Graham took the same stance, completely giving the bombastic former president the benefit of the doubt in a seemingly black and white scenario.
“Give me a break—I mean, it’s Trump,” Graham said. “All I can say is while Trump was president nobody invaded anybody. I think the point here is to, in his way, to get people to pay.”
Cornyn also brushed off the explosive comment, telling Politico that he doesn’t take Trump “literally.” Meanwhile, the Texas Republican uplifed comments by House Speaker Mike Johnson that the U.S. should not “allow Vladimir Putin to prevail in Ukraine because I don’t believe it would stop there. It would probably encourage and empower China to perhaps make a move on Taiwan.”

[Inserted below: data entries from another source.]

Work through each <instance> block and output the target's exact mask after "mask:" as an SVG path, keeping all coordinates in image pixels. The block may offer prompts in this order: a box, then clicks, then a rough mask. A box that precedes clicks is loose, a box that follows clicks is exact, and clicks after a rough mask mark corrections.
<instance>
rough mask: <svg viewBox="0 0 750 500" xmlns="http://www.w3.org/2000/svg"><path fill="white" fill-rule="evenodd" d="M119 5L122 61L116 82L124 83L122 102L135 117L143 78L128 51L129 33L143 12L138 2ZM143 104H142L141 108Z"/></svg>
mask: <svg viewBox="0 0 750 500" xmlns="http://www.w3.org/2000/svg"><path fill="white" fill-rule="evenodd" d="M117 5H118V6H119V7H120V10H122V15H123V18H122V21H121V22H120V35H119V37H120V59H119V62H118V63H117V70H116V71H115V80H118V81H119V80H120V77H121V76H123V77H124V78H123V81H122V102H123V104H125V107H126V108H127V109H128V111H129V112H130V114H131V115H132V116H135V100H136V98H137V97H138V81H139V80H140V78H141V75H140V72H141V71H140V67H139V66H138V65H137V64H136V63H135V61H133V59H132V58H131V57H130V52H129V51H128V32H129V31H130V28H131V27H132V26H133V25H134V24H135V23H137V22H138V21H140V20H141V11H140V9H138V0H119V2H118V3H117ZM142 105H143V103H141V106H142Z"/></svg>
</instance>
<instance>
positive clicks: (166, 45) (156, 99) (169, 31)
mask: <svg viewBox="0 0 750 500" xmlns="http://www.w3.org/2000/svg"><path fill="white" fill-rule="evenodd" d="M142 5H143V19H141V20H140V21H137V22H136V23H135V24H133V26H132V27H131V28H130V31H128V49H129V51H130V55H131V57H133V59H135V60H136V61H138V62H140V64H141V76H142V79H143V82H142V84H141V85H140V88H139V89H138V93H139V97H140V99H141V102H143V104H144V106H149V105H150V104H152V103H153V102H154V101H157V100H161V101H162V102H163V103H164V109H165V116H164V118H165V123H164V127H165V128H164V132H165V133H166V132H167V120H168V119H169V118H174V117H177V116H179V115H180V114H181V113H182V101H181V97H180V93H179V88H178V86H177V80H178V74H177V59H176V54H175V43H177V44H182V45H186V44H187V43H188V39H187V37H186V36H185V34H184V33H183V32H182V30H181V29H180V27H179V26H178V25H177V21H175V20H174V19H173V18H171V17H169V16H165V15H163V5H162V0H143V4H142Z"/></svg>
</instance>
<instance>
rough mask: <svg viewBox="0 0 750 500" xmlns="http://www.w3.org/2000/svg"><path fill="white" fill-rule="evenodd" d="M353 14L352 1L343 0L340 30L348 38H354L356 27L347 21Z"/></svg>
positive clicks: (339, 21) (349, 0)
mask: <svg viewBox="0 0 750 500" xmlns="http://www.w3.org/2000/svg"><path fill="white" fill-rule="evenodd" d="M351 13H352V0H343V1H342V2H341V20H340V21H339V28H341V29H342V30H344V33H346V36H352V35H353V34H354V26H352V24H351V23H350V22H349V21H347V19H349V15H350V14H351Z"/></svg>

Representatives from NATO have slammed Trump’s remarks, condemning the presidential candidate for double-crossing the 31 member-state alliance by inviting violence from one of its largest and most vocal international adversaries.
“You can’t put enough adjectives on this to describe how treasonous such a comment is,” former NATO Supreme Commander Wesley Clark told CNN.
Trump has long aggressed America’s relationship with the international military alliance, baselessly asserting that other NATO members have failed to pay their dues, which are determined by guideline rather than mandate, and even though the United States has never been shortchanged by other members. The Cold War organization has “no ledger that maintains accounts of what countries pay and owe,” according to former Obama staffer Aaron O’Connell, who explained to NPR in 2018 that “NATO is not like a club with annual membership fees.”